Brian didn’t offer his opinion. Instead he closed the gate and wedged some of the black plastic bags against it to stop it from swinging open again. The little improvisation impressed Paul, but he didn’t mention it. He wanted to get moving on the next stage. This part was always a lottery. If the occupants had left the key in the opposite side of the door they’d made Paul’s life a lot easier. If not, they were stuck. He didn’t want to put in the kitchen window and run the risk of being cut to shreds on the way through it.

Paul peered into the keyhole and was disappointed to find it empty. He stood up and kicked the door in frustration. And it swung open. The rotted frame didn’t have much fight in it.

“That was cool,” Brian said.

Paul nodded and let his brother believe that his good luck was calculated. They entered the house. The kitchen looked no better than the yard. Plates with remnants of food stuck to them were stacked to precarious heights at the edge of the sink. The bin overflowed with pizza boxes and empty beer tins. The stench of sour milk filled the air.

“Tell me this house was abandoned, Paul. I refuse to believe human beings could live like this.”

Paul opened the fridge and a new symphony of stink greeted him.
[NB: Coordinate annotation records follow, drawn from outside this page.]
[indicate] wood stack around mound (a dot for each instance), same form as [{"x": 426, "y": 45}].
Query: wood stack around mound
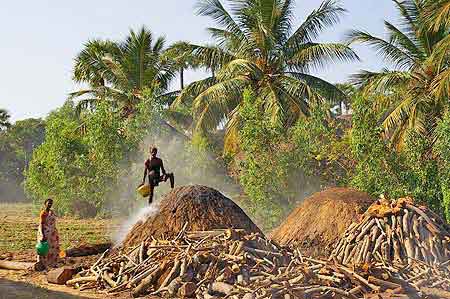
[
  {"x": 395, "y": 232},
  {"x": 233, "y": 264}
]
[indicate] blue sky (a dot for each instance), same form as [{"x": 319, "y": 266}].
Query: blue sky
[{"x": 41, "y": 38}]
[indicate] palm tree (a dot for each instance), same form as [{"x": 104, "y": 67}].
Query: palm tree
[
  {"x": 411, "y": 91},
  {"x": 4, "y": 120},
  {"x": 256, "y": 48},
  {"x": 437, "y": 14},
  {"x": 119, "y": 72}
]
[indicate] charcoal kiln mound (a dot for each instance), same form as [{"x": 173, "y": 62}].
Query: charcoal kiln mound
[
  {"x": 321, "y": 219},
  {"x": 202, "y": 208},
  {"x": 395, "y": 232}
]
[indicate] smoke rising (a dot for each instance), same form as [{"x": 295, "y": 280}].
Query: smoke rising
[{"x": 189, "y": 165}]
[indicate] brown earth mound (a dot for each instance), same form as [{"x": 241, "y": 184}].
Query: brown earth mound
[
  {"x": 320, "y": 220},
  {"x": 201, "y": 207}
]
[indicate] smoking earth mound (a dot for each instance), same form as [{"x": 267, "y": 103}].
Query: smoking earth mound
[
  {"x": 200, "y": 207},
  {"x": 320, "y": 220}
]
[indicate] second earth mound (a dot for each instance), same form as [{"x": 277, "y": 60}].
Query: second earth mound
[{"x": 321, "y": 219}]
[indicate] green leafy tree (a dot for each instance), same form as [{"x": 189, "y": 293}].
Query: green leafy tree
[
  {"x": 437, "y": 14},
  {"x": 442, "y": 150},
  {"x": 416, "y": 90},
  {"x": 262, "y": 171},
  {"x": 119, "y": 72},
  {"x": 16, "y": 148},
  {"x": 320, "y": 147},
  {"x": 258, "y": 48}
]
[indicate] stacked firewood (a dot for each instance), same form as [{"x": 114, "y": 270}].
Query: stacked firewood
[
  {"x": 232, "y": 264},
  {"x": 395, "y": 232}
]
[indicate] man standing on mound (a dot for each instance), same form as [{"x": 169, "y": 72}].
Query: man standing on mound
[{"x": 153, "y": 167}]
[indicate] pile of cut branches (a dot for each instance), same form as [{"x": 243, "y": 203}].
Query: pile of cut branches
[
  {"x": 233, "y": 264},
  {"x": 395, "y": 232}
]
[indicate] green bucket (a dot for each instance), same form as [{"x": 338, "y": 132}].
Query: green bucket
[{"x": 42, "y": 248}]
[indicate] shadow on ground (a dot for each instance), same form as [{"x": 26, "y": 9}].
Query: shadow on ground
[{"x": 21, "y": 290}]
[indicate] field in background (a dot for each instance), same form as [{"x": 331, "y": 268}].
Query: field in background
[{"x": 18, "y": 228}]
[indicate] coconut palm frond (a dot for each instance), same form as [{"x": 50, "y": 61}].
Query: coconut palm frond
[
  {"x": 382, "y": 82},
  {"x": 213, "y": 105},
  {"x": 315, "y": 56},
  {"x": 327, "y": 15},
  {"x": 387, "y": 50},
  {"x": 437, "y": 14}
]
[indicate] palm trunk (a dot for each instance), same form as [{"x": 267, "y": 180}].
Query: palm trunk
[{"x": 182, "y": 78}]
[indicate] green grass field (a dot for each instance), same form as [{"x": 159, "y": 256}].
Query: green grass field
[{"x": 18, "y": 229}]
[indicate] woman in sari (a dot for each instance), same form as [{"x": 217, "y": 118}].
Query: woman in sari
[{"x": 47, "y": 232}]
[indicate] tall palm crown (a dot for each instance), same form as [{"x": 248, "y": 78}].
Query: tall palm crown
[
  {"x": 415, "y": 91},
  {"x": 119, "y": 71},
  {"x": 257, "y": 48},
  {"x": 4, "y": 119}
]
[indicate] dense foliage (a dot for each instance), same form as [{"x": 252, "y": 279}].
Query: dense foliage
[
  {"x": 416, "y": 91},
  {"x": 285, "y": 131},
  {"x": 82, "y": 169},
  {"x": 17, "y": 143},
  {"x": 257, "y": 47}
]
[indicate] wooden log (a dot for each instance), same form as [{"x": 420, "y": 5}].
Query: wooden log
[
  {"x": 174, "y": 285},
  {"x": 108, "y": 279},
  {"x": 149, "y": 281},
  {"x": 365, "y": 229},
  {"x": 433, "y": 227},
  {"x": 10, "y": 265},
  {"x": 397, "y": 252},
  {"x": 384, "y": 283},
  {"x": 405, "y": 222},
  {"x": 187, "y": 290},
  {"x": 435, "y": 293},
  {"x": 60, "y": 276},
  {"x": 221, "y": 287},
  {"x": 348, "y": 249},
  {"x": 172, "y": 274},
  {"x": 87, "y": 250}
]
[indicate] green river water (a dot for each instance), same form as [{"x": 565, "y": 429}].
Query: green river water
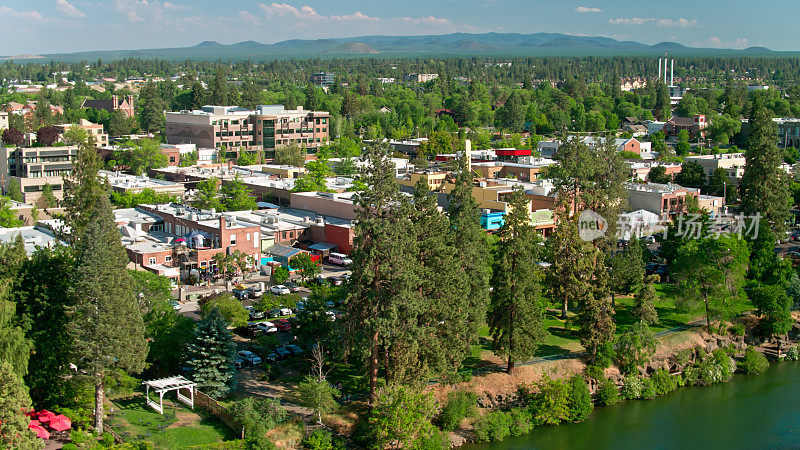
[{"x": 746, "y": 413}]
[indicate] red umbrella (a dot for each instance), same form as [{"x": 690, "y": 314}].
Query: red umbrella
[
  {"x": 40, "y": 432},
  {"x": 44, "y": 416},
  {"x": 60, "y": 423}
]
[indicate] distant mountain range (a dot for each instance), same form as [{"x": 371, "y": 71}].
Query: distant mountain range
[{"x": 456, "y": 44}]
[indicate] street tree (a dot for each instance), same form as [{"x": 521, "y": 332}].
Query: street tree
[{"x": 516, "y": 310}]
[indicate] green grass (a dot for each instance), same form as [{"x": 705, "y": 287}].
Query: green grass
[{"x": 135, "y": 421}]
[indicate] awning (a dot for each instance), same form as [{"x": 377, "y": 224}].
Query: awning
[{"x": 322, "y": 246}]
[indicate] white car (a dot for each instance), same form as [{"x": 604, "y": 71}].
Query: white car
[
  {"x": 267, "y": 327},
  {"x": 280, "y": 290},
  {"x": 249, "y": 357}
]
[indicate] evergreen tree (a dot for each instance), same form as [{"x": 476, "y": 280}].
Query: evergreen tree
[
  {"x": 644, "y": 301},
  {"x": 764, "y": 186},
  {"x": 210, "y": 356},
  {"x": 517, "y": 308},
  {"x": 106, "y": 323},
  {"x": 14, "y": 402}
]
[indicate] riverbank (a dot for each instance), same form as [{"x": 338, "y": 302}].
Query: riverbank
[{"x": 691, "y": 351}]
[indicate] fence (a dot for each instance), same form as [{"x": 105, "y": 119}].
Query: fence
[{"x": 215, "y": 409}]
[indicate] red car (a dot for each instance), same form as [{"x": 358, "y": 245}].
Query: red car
[{"x": 282, "y": 324}]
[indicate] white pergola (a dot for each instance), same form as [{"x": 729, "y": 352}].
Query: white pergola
[{"x": 165, "y": 385}]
He looked at a milk carton on one of the filthy shelves. It had the name Mary written on it.

“This milk is still in date,” Paul said. “Someone actually lives here.”

“Jesus Christ. Let’s get this over with.”

 

Rumbled

 

The brothers rummaged about in a messy but feminine bedroom. Ruffled pink bedclothes. Bras and panties scattered about. Pretty-boy actors stared down from crinkled posters. Brian moved fast, eager to get the fuck out and start drinking. His big bro didn’t seem to feel the same sense of urgency. Paul hooked a pink pair of panties off the floor. He stretched the waistband catapult-style and flicked them at Brian.

“I’ve met whores with cleaner knickers,” Paul said.

“I’m sure you...”

The unmistakable screech of rusted hinges opening cut across Brian’s remark. Brian and Paul stiffened with alarm. They stared at each other for a moment.

Brian broke their stasis. “Shit!”

Paul reached into his coat. “Come on. Put this on.”

He whipped out a paramilitary-style balaclava and threw it to Brian then pulled down the fold of his woollen balaclava to cover his face.

Brian wrestled with the itchy knitted mask. It smelt musty, interfered with his breathing and itched his skin. Now he could add claustrophobia to the feast of emotions tying his stomach in knots. Paul thundered down the stairs in the loudest possible way.

“Who’s there?” A girl’s voice. It sounded a little booze-slurred. Brian hoped she was alone.

The girl froze at the bottom of the stairs. She was dressed in Saturday night clubbing gear. Fake tan, short skirt, low-cut top, but most importantly, on her own. She didn’t move as Paul clattered into her. Paul cursed and she screamed. Out of instinct, Brian reached down and grabbed her hands to help her up. She kicked up and out. A high heel slammed into Brian’s thigh, dangerously close to his balls. He let go of her and stumbled backwards.

“Hey, Mary,” Paul said. “Settle yourself.”

Mary crab-crawled away from Paul. “Oh Jesus, how do you know my name?”

An easy deduction. The milk told them that somebody in the house was called Mary. The clothes in the wardrobes told them only one girl lived there.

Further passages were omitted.